The path to decreasing emissions across IT
ESG has become a critical area for businesses to meet customer demands and mitigate climate change. What steps can organizations take to decrease emissions across their IT infrastructure?
  • Michael Belfiore
  • 11/05/2021
The path to decreasing emissions across IT
Lenovo, Microsoft, Amazon, and British Airways are among a growing list of global companies committed to reducing their carbon emissions. It’s an imperative imposed by the dire consequences laid out by the UN’s Intergovernmental Panel on Climate Change if greenhouse gas emissions warm the planet by an average of 1.5 degrees Celsius above pre-industrial levels. In the last few years of increasing heat, flooding, and other climate-related impacts, the corporate world’s focus on environmental, social, and governance (ESG) practices has become more than just marketing hype. It’s now seen by organizations large and small as critical heading off an existential threat. But, increasingly, it’s also good for business.

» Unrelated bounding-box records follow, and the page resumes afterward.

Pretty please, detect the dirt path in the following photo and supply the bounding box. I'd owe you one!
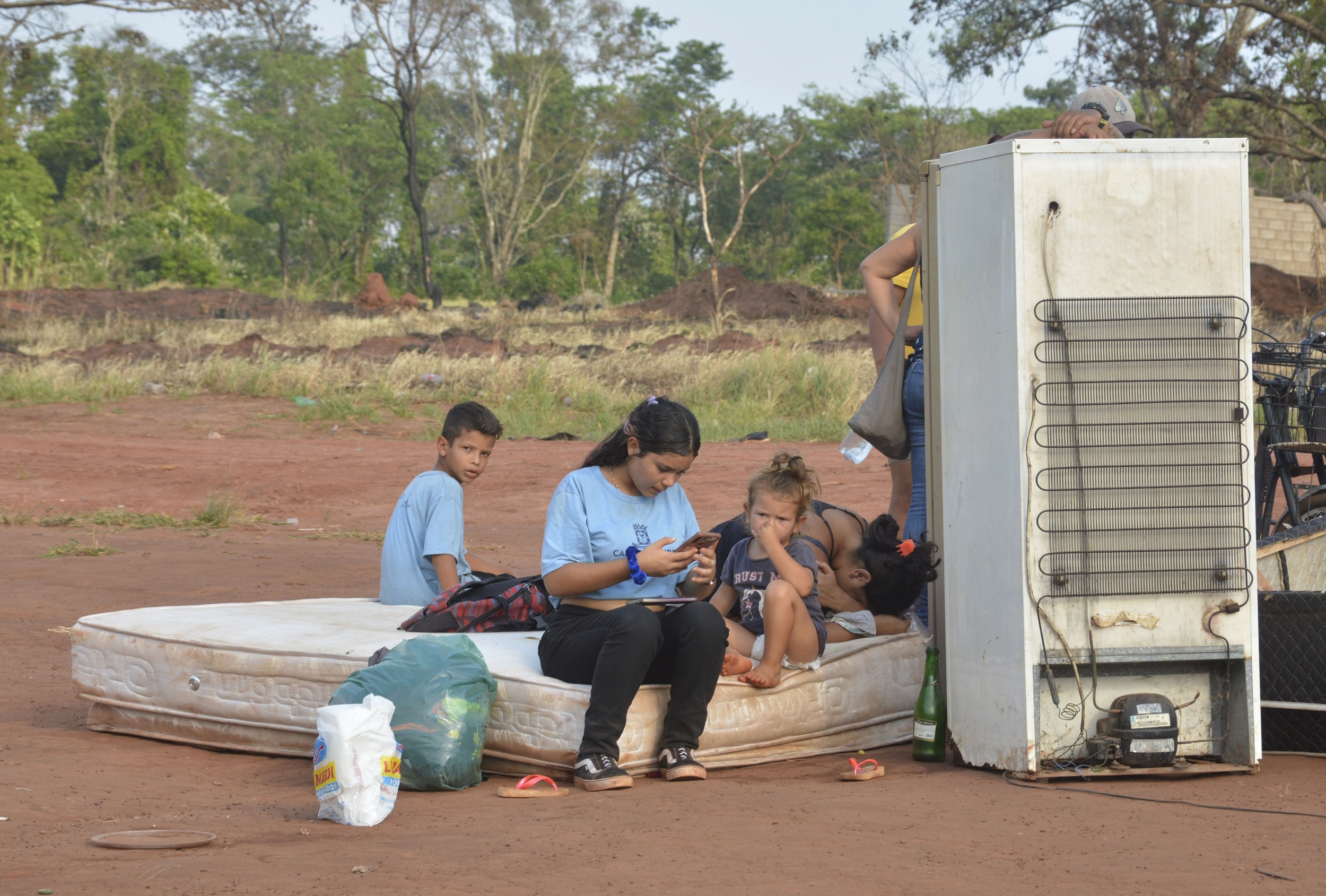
[0,399,1326,896]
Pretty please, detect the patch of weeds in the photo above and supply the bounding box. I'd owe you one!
[194,492,241,529]
[42,533,124,556]
[0,508,33,526]
[78,509,185,529]
[286,529,387,545]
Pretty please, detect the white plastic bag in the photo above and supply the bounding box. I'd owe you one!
[313,693,400,827]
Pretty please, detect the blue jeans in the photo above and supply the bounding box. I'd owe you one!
[903,350,930,628]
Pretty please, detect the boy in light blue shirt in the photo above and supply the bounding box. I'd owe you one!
[378,402,507,607]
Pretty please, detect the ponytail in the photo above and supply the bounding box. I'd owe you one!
[747,450,819,517]
[581,395,700,468]
[857,513,939,616]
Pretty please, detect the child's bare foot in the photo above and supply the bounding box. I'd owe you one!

What steps are organizations taking to decrease emissions across their IT infrastructure? Lenovo’s efforts to reduce greenhouse gas emissions provide a glimpse.

Serving customers through sustainability

For Mary Jacques, Lenovo’s Director of Global Environmental Affairs and Sustainability, fostering sustainability is her life’s mission. “It is so exciting to see the level of interest in ESG grow so quickly in the past several years,” she says. Now, she says, “there has been such an increase in awareness about how an individual and organization’s actions can impact the climate. Even though it’s complicated, the impacts are tangible.”

In her work at Lenovo, Jacques sees herself as serving three constituencies: customers, investors, and employees. “Many of our customers have their own climate mitigation goals in place, and they expect us as a supplier to help support them,” she says.

It’s part of a trend in IT sourcing, confirms Rob Enderle, principal analyst with the Enderle Group. “Companies are choosing OEMs to build their hardware that are demonstrably green,” Enderle said on an episode of Late Night I.T. One of their objectives: enabling a circular economy in which products get reused and recycled with little or no waste. “The goal is to really create or recreate hardware and solutions that can be fully recycled and reused,” said Enderle.

According to Jacques, one of the best ways organizations can reduce their IT carbon footprint is by purchasing high-quality products designed to last, so they can deliver as big a bang as possible for carbon emitted in making them. “Certainly, you want products that produce lower emissions while you’re using them,” she says. “But there’s also a carbon and product stewardship advantage to having products that last a long time.”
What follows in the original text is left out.